The intent of this study was to determine if there were similarities between the principles of the Kodály methodology in teaching musical literacy and the principles of the balanced literacy approach to teaching reading. Three theoretical questions were investigated: what are the major principles of the balanced literacy approach; what are the major principles of the Kodály methodology; and what similarities exist between the major principles of the balanced literacy approach and the principles of the Kodály methodology? The nature of literacy and the nature of principles was defined and presented as a framework for this discussion.
Philosophical principles, principles of instructional development, and pedagogical principles in the Kodály method and the balanced literacy approach were investigated. Six philosophical principles of the Kodály method and six philosophical principles of the balanced literacy approach were discussed. Similar philosophical principles include: literacy for all; highly trained teachers as primary decision makers in the classroom; and only authentic literature and songs of intrinsic quality are to the used for instruction. The principles of instructional development are based on a child developmental model in both approaches. Similar instructional development principles state that developmental learning is child-centered, activity oriented, builds upon childrenís prior knowledge, focuses on meaningful experiences, and occurs in an interactive community.

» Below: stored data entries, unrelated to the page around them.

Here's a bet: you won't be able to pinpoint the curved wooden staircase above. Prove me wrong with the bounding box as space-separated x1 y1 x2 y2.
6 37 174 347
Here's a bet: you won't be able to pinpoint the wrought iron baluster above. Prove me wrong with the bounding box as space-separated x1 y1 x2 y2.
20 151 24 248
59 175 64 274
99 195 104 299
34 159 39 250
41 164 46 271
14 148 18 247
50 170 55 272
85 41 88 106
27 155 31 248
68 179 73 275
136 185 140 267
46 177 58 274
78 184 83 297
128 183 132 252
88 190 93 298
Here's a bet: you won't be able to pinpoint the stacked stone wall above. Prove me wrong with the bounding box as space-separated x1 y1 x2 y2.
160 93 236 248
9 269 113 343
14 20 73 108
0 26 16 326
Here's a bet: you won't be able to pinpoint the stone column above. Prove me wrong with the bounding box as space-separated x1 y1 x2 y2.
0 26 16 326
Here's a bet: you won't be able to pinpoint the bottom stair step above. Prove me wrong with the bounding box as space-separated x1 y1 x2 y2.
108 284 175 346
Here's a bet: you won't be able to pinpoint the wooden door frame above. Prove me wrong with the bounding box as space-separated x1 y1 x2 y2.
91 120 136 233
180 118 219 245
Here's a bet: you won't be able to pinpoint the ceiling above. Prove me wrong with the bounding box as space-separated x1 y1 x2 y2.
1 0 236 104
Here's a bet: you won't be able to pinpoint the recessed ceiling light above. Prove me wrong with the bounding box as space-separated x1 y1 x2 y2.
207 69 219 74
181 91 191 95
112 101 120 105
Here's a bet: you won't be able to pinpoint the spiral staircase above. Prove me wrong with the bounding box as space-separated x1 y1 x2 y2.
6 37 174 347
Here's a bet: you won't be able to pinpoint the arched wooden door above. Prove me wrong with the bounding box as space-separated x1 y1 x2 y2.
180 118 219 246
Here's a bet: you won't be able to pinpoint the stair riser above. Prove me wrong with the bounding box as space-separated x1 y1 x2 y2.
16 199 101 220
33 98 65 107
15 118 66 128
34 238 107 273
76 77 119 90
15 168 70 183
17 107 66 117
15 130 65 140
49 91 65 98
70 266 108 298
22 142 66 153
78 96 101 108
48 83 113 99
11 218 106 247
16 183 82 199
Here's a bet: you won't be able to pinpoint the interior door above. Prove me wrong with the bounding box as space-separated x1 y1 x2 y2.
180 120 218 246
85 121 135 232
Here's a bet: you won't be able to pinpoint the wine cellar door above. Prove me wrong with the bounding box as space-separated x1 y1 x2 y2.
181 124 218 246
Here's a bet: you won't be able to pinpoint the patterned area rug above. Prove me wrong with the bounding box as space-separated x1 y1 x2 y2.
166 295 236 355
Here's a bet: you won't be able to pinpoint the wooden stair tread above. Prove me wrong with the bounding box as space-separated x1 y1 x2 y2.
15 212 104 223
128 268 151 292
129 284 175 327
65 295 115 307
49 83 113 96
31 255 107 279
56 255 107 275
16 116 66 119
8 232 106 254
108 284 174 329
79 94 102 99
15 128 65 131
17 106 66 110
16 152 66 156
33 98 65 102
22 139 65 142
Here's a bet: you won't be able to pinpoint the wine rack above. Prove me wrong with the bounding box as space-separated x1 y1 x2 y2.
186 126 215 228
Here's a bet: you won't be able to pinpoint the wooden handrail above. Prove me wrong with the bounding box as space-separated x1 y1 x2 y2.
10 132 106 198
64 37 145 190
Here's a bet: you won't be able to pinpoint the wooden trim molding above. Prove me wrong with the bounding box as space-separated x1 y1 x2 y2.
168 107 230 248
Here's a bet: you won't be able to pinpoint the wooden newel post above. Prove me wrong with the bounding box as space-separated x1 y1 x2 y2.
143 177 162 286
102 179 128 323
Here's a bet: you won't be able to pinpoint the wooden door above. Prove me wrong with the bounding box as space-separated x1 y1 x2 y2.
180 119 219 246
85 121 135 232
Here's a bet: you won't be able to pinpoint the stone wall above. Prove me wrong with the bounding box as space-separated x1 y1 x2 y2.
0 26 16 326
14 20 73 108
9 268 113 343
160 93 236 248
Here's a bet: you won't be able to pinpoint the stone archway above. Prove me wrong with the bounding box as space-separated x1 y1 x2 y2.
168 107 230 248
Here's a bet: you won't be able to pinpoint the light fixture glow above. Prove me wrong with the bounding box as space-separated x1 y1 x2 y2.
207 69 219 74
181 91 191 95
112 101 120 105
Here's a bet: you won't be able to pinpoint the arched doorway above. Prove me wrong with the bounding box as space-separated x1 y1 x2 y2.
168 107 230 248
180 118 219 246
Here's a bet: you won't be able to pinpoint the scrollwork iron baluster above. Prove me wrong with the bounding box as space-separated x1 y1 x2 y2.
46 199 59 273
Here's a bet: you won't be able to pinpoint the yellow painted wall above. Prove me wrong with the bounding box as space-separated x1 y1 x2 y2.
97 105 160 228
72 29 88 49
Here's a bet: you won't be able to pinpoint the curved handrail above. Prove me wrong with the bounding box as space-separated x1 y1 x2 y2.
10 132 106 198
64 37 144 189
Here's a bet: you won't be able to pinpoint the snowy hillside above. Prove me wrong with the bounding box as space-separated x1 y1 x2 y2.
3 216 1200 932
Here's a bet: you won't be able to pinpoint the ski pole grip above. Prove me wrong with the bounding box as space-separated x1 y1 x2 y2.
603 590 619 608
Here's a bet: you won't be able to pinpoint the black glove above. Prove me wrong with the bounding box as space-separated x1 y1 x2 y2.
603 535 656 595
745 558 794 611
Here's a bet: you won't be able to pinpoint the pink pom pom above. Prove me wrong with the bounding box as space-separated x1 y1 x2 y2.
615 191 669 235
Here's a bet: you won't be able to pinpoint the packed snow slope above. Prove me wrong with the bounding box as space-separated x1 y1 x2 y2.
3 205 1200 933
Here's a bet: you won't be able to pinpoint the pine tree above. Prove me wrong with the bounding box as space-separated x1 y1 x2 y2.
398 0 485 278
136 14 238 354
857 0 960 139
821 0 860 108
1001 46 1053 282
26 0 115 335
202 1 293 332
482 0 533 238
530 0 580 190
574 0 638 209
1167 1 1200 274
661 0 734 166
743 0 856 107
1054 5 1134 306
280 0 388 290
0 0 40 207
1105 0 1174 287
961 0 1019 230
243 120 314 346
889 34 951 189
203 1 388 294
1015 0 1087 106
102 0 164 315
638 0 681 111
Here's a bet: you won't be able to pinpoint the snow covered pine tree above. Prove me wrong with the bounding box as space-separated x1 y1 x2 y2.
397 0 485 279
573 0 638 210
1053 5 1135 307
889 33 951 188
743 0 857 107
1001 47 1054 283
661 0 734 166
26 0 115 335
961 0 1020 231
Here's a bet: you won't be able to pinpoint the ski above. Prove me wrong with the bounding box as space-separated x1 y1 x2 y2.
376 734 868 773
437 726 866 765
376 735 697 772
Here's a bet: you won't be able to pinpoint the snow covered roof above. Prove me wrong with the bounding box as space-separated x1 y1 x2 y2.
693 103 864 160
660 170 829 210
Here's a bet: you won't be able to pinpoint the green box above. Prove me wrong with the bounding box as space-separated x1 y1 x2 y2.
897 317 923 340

All eleven pedagogical principles in both methods exhibited similar characteristics. Three critical, similar pedagogical principles in both methods are: active learning experiences; a learning sequence that moves from the concrete to the abstract; and a socially safe learning environment.
The common principles in the balanced literacy approach and the Kodály method were striking in their similarities. The absence of controversy between the methods suggest, that when literacy is the goal of education, commonalities in instruction occur across the disciplines of music and reading. Five implications for educators were recommended. The first implication states that music education is an academic core subject when taught using the Kodály inspired method. Second, music teachers should be educated in Kodály methodology and balanced literacy educators should be educated in the balanced literacy approach. Contrived music and books should be eliminated from elementary music and reading classrooms. Early education programs should be funded, and staffed by Kodály educated teachers and balanced literacy educators. Finally, the Kodály methodology and the balanced literacy approach can be naturally integrated because of their mutual pedagogical practice.